By Jessica Davis

– Eighty-seven percent of healthcare IT security leaders say they don’t have the personnel needed to achieve a more effective security posture, as more than half of healthcare organizations experienced a cyberattack in the past year, according to a new report from Keeper Security.

The numbers are slightly worse than the 2017 Department of Health and Human Services’ Cyber Security Task Force report that showed three in four hospitals were operating without a designated security person.

In total, two-thirds of healthcare providers around the globe have faced a cyber event in their lifetime.

Ponemon Institute conducted the survey of 2,391 IT and IT security leaders around the world to get a sense of the current threat landscape.

The report showed that while it’s true attacks are becoming increasingly sophisticated and targeted, the real challenge for healthcare lies in staffing and budgetary constraints. Just one-third of respondents said they had a sufficient budget for supporting strong IT security.

In fact, 90 percent of healthcare organizations dedicate less than 20 percent of their IT budget to cybersecurity. The average amount is just 13 percent. An earlier report from Black Book research showed that budget constraints make it difficult to replace legacy software and budgets have remained level since 2016 – despite the increase in frequency and sophistication of attacks.

According to the Keeper report, healthcare organizations are then spending an average of $1.8 million in recovery costs stemming from the disruption of normal care operations.

In the last half of 2019  alone, dozens of providers were forced offline due to ransomware attacks, while cyberattacks on three IT vendors forced hundreds of dental and nursing facilities offline.

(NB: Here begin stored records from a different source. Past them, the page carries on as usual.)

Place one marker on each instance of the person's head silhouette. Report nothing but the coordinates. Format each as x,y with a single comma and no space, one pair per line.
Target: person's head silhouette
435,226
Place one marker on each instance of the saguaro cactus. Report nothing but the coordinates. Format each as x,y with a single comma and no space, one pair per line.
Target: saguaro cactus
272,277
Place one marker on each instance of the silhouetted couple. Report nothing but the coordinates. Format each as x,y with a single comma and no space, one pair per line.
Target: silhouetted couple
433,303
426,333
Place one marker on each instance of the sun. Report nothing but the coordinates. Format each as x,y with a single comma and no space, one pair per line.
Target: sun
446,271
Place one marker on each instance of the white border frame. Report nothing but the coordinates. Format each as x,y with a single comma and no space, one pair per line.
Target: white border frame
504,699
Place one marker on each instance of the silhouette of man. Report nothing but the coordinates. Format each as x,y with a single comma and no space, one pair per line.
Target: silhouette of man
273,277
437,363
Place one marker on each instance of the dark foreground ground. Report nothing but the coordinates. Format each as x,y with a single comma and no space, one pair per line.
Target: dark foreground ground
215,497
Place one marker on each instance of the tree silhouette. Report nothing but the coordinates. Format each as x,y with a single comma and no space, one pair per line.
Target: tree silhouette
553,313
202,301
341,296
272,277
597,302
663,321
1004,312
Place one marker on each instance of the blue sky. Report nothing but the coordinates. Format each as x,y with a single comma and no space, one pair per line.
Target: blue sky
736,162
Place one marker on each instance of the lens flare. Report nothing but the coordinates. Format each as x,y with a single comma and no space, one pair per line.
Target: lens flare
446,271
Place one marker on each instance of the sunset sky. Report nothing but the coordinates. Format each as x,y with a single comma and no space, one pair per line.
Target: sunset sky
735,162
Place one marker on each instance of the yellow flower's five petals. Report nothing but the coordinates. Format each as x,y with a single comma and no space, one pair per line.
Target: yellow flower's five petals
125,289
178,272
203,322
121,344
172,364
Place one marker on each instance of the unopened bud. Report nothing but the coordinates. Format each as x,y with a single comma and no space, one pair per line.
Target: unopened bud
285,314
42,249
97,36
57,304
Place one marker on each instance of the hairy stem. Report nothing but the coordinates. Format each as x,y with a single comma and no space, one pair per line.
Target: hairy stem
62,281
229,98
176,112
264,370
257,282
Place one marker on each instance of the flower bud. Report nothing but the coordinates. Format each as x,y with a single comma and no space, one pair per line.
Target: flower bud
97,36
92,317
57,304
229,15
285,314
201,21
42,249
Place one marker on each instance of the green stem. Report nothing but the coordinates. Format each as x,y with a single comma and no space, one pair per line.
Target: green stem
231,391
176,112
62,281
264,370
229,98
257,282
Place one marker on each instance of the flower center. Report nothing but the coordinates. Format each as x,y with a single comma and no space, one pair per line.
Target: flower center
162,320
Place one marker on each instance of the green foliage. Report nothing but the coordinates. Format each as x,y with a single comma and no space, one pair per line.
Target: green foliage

Despite the need, just half of respondents said they have a plan for responding to a cyberattack.

The report also found healthcare data breaches resulted in an average of 7,202 lost or stolen patient and employee records. The three most commonly reported attacks were phishing (68 percent), malware (41 percent), and web-based attacks (40 percent).

Notably, more than half of healthcare organizations don’t have visibility into their employees’ password practices, despite 66 percent of respondents agreeing passwords are an important part of preventative cybersecurity measures.

The report mirrors a recent Yubico report that showed even health IT security practitioners are engaging in risk password and authentication practices with just 31 percent reporting that they use a password manager, “effective tools to securely create, manage, and store passwords.”

“Electronic health records are some of the most lucrative documents on the dark web, so it’s not surprising that the healthcare industry is highly-targeted by cybercriminals,” Darren Guccione, Keeper CEO, said in a statement. “While the majority of healthcare organizations have already experienced a cyberattack, this research shows the industry still doesn’t have the necessary resources and budget allocated to preventing and responding to major data breaches.

“Patients depend on providers to protect their sensitive health information and moreover, their lives via connected medical devices,” he added. “Therefore, it’s critical that cybersecurity become a top priority in healthcare.”

Both NIST and the The Healthcare and Public Health Sector Coordinating Council have released guides for the healthcare sector to increase the number of cybersecurity leaders within the enterprise, which can help providers get creative when attempting to fill those crucial security gaps.